The next section was from a company that makes offline-rendered demo reels. And I was like “um, cool?” They made the assets for a real-time demo.

4/6

They were like “our triangle budget for the whole scene was the same number of triangles we usually use in just a character’s fingernail” and my reaction was like “well what did you expect?” The worst part was that their company’s name is, no joke, “Realtime UK.”

The last section was a Unity guy showing off lighting in Unity, but it had nothing to do with ARM whatsoever. He was like “We use Enlighten! It updates as you move stuff around! So cool!” and I was like “why are you here”

5/6

Review: 3/10 they get some points for the cubemap stuff, but that’s pretty much it
@GDCPresoReviews well, considering that ARM bought Geomerics in December 2013, doing a bit of Enlighten marketing in early 2015 was a normal part of a sponsored session. 😄
@encelo Huh! I didn’t know that. 👍
@GDCPresoReviews depending on the simplicity of the proxy geo you don’t need a BVH. like, if it’s just a cube, six ifs will do the trick

@rrika

Ah, got it 👍

I had a feeling it was something like that, because the geo in their demo was really simple

@GDCPresoReviews 4x MSAA is almost free on Mali GPUs because you can keep your multisampled data on tile memory and only write back the resolved final output. This works when you do your main scene render pass and manage to keep your data in tile throughout and before you need to start doing your postprocess, you do your storeop out to main memory but have the GPU resolve your MSAA samples before your tile goes back to main mem.
@Biovf right, the reason I mentioned compression is that, when the tile memory is finally flushed to main memory, without compression, there would be 4x the amount of data, which doesn’t sound “free” to me
@Biovf from what I understand, all GPUs implement multisampling using something like a run-length encoding scheme, which gets unpacked at resolve time. Which is interesting; I would have enjoyed a section discussing this in a hardware-specific way in this presentation

@Biovf

@TomF explained in https://mastodon.gamedev.place/@TomF/115810687409793919 that the multisampling itself isn’t actually faster on tile-based GPUs than immediate GPUs, but the *resolve* is faster if it’s done in the same render pass that produced the samples. (Because there’s no round-trip to memory)

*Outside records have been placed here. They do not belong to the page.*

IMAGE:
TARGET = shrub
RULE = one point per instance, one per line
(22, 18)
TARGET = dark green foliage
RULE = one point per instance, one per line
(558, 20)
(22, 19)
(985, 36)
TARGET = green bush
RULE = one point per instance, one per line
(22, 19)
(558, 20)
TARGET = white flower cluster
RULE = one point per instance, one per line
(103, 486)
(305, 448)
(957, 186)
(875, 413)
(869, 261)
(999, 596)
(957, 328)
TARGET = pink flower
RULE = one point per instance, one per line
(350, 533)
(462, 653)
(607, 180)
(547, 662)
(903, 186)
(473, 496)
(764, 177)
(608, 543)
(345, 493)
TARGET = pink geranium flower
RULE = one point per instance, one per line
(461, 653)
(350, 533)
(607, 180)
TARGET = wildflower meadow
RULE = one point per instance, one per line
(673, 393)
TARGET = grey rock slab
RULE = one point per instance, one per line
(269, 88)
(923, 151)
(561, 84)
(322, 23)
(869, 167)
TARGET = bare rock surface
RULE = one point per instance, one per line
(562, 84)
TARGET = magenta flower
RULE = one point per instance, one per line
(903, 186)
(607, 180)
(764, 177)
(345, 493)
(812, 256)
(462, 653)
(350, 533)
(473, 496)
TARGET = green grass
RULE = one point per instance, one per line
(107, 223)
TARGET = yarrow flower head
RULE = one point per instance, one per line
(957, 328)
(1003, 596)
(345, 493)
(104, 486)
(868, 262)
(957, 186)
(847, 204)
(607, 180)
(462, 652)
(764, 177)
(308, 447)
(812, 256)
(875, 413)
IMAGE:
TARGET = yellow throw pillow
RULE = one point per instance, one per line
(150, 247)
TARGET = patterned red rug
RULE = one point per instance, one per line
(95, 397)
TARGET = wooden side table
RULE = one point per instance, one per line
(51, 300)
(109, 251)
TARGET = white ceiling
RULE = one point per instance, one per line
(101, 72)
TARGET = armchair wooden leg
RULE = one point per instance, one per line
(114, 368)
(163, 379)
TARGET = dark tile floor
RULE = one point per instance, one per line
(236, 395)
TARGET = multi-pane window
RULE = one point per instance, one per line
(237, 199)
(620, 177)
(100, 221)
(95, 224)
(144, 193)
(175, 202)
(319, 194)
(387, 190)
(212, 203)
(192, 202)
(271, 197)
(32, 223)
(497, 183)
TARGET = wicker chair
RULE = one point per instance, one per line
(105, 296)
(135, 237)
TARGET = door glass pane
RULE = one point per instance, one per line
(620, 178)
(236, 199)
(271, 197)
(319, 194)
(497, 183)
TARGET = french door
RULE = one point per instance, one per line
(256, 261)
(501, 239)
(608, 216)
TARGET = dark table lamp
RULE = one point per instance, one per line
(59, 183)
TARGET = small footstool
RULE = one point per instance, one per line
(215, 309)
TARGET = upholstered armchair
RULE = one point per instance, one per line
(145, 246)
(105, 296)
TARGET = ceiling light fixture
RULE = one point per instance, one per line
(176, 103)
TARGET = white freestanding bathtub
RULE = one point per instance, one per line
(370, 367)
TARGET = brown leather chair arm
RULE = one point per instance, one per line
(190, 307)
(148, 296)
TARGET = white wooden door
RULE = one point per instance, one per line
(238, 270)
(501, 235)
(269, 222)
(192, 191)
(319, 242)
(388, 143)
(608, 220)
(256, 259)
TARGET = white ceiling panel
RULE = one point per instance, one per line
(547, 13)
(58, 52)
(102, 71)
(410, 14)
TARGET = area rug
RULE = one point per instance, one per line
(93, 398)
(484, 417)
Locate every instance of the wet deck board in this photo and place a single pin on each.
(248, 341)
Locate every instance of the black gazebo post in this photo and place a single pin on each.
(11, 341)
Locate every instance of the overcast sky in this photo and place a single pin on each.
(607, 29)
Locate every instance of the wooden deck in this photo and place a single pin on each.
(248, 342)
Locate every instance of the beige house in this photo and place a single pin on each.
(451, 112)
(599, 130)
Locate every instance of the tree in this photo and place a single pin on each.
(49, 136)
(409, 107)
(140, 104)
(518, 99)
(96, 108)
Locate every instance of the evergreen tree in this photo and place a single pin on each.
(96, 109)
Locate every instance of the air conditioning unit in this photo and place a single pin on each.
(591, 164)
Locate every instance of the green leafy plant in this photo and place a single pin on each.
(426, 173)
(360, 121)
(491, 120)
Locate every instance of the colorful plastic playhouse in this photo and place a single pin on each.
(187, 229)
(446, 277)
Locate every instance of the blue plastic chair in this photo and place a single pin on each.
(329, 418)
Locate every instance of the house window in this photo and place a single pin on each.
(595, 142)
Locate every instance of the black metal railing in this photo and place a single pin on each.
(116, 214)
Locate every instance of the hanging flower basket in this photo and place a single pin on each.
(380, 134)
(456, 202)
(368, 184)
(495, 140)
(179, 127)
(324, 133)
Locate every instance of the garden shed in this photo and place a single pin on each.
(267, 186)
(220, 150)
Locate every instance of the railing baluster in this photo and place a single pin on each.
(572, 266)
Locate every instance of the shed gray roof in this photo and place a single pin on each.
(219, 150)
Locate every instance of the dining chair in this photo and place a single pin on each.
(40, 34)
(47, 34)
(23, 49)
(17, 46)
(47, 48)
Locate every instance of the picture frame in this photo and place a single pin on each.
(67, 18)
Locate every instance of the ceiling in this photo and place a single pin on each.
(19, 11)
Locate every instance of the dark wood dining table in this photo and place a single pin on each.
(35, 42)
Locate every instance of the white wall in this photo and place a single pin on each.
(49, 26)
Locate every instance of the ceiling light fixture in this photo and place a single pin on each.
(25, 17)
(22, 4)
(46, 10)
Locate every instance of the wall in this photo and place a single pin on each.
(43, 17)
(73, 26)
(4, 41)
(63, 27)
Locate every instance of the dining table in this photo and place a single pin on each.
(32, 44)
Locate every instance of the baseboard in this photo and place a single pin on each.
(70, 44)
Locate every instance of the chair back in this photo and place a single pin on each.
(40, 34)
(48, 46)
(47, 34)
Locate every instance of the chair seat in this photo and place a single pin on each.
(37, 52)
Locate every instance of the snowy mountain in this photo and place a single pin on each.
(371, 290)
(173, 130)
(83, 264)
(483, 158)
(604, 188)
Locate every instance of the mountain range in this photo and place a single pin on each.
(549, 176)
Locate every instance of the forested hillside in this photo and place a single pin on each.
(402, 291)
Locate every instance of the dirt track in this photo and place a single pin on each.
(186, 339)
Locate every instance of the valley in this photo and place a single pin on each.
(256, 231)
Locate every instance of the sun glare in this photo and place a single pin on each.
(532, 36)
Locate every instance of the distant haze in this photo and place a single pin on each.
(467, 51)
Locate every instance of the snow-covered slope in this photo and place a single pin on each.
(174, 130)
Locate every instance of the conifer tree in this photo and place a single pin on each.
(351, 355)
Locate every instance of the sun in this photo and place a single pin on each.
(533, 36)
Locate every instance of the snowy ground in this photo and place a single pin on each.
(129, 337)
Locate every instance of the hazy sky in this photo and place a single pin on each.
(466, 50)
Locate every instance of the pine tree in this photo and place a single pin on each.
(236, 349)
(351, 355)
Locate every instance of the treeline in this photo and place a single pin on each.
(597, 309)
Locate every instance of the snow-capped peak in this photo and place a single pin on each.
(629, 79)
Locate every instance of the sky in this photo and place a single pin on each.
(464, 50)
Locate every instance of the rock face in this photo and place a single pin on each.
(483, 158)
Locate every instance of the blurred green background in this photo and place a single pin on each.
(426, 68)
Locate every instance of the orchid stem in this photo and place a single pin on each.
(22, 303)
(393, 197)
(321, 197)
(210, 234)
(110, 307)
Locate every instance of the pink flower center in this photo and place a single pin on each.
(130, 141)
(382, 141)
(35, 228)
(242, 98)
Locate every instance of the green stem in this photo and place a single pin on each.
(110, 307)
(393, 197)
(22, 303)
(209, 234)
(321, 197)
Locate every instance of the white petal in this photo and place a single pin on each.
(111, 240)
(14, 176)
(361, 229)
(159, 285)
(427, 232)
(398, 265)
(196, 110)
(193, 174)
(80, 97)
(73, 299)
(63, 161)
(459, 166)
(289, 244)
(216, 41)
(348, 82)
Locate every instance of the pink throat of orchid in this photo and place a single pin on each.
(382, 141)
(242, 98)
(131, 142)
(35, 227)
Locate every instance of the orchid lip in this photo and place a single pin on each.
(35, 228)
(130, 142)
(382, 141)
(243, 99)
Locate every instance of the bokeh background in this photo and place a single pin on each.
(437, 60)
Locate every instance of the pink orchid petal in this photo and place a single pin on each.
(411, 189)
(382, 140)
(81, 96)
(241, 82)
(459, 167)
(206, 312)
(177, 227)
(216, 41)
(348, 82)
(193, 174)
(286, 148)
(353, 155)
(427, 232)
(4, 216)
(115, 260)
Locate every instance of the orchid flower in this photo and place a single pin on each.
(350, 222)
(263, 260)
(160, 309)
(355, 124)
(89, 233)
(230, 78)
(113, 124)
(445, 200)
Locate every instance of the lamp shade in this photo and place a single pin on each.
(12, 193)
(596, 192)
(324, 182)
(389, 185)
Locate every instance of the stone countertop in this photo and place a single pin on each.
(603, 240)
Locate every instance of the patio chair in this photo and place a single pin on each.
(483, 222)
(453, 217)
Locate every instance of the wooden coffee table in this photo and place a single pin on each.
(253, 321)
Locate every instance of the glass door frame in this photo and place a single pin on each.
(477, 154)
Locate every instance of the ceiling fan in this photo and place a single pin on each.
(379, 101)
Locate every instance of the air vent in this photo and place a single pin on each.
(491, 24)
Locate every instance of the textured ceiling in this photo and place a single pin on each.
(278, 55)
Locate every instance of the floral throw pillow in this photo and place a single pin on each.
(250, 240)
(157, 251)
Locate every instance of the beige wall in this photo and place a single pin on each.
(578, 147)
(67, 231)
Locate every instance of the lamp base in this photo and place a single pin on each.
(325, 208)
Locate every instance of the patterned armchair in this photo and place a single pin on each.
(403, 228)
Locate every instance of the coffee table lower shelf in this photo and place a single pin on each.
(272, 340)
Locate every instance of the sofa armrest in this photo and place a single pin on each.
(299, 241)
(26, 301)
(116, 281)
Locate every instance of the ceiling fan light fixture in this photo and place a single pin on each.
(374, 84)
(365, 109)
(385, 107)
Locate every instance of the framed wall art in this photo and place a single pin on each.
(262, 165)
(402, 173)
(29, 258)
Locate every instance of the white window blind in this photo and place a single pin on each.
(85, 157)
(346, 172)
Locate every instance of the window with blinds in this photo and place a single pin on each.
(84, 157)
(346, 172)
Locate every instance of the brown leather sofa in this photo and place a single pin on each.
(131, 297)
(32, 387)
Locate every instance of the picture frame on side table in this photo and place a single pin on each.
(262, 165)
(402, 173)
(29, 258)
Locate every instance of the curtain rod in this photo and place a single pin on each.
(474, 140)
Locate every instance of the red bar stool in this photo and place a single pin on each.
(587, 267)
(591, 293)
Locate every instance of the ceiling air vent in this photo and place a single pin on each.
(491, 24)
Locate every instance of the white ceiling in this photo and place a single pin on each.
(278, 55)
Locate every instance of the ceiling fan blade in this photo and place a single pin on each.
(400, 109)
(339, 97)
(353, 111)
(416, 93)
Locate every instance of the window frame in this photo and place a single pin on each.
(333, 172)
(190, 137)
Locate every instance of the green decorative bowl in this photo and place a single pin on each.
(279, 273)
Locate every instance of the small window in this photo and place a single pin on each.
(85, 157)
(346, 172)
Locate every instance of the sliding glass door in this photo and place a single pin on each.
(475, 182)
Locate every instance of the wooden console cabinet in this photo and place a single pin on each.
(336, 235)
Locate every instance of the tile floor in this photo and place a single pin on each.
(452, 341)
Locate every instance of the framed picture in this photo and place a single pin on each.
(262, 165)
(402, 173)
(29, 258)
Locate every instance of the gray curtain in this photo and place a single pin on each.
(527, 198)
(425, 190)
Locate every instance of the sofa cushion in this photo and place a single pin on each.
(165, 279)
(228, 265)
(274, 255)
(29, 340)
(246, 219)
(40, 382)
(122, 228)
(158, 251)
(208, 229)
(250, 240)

Tom Forsyth (@[email protected])

@GDCPresoReviews @sol_hsa Because the whole tile is rendered on-chip, then the MSAA is resolved to a single colour per pixel, then that is written to memory. None of the subpixel colour/depth data ever goes to DRAM. Whereas a conventional GPU might compress & cache that MSAA data, but it can't cache the ENTIRE screen, so some of it is going to leak out to real DRAM.

Gamedev Mastodon
@GDCPresoReviews Sure, that makes complete sense. Perhaps I wasn't clear but that was what I intended to express with my messages.
I did mention that you only write back to DRAM the resolved output and also gave an example of this working within a single render pass to highlight how it becomes benefitial. I do admit that I didn't explicitly bridge it to immediate mode GPUs so that's on me for failing to do that

@Biovf

I suppose I may be the only person in the universe that didn’t assume that “multisampling” meant “multisampling and resolving within the same render pass” 😅

@GDCPresoReviews it's all good, this stuff could be explained better anyway.
On mobile GPUs it is always the same lesson: bandwidth is lava so minimise it at all costs. Reading in and out of tile is what kills your perf in 90% of cases so minimise it. Not only that but ALU has grown orders of magnitude over the years whereas mem bw has barely had linear growth so that ends up, in real world use cases, being your main limiting factor
@GDCPresoReviews When you're designing your solutions for mobile that means you need to think very differently from desktop because it is not just about speed but the GPU arch will influence how you should author your solutions and algorithms. Most folks ignore that and then complain that everything was fast on desktop but sucks on mobile

@Biovf

(Hence: amazing-looking Switch games)

@GDCPresoReviews you got me. 😄 The stand-alone presentation I gave at Unite 2013 about Unity mobile optimizations I think was a bit more in depth (https://argos.vu/wp-content/uploads/2016/06/Unite_2013-Optimizing_Unity_Games_for_Mobile_Platforms.pdf). But you are still looking at a sponsored session that has to sell the product a bit. 😉

@encelo

Oh, thanks for the link to the slides; I’ll check them out 👍

Understood about the sponsored session. I’m trying to rate them on the same scale as I rate all other presentations. The sponsored ones usually don’t end up rating as highly, in general…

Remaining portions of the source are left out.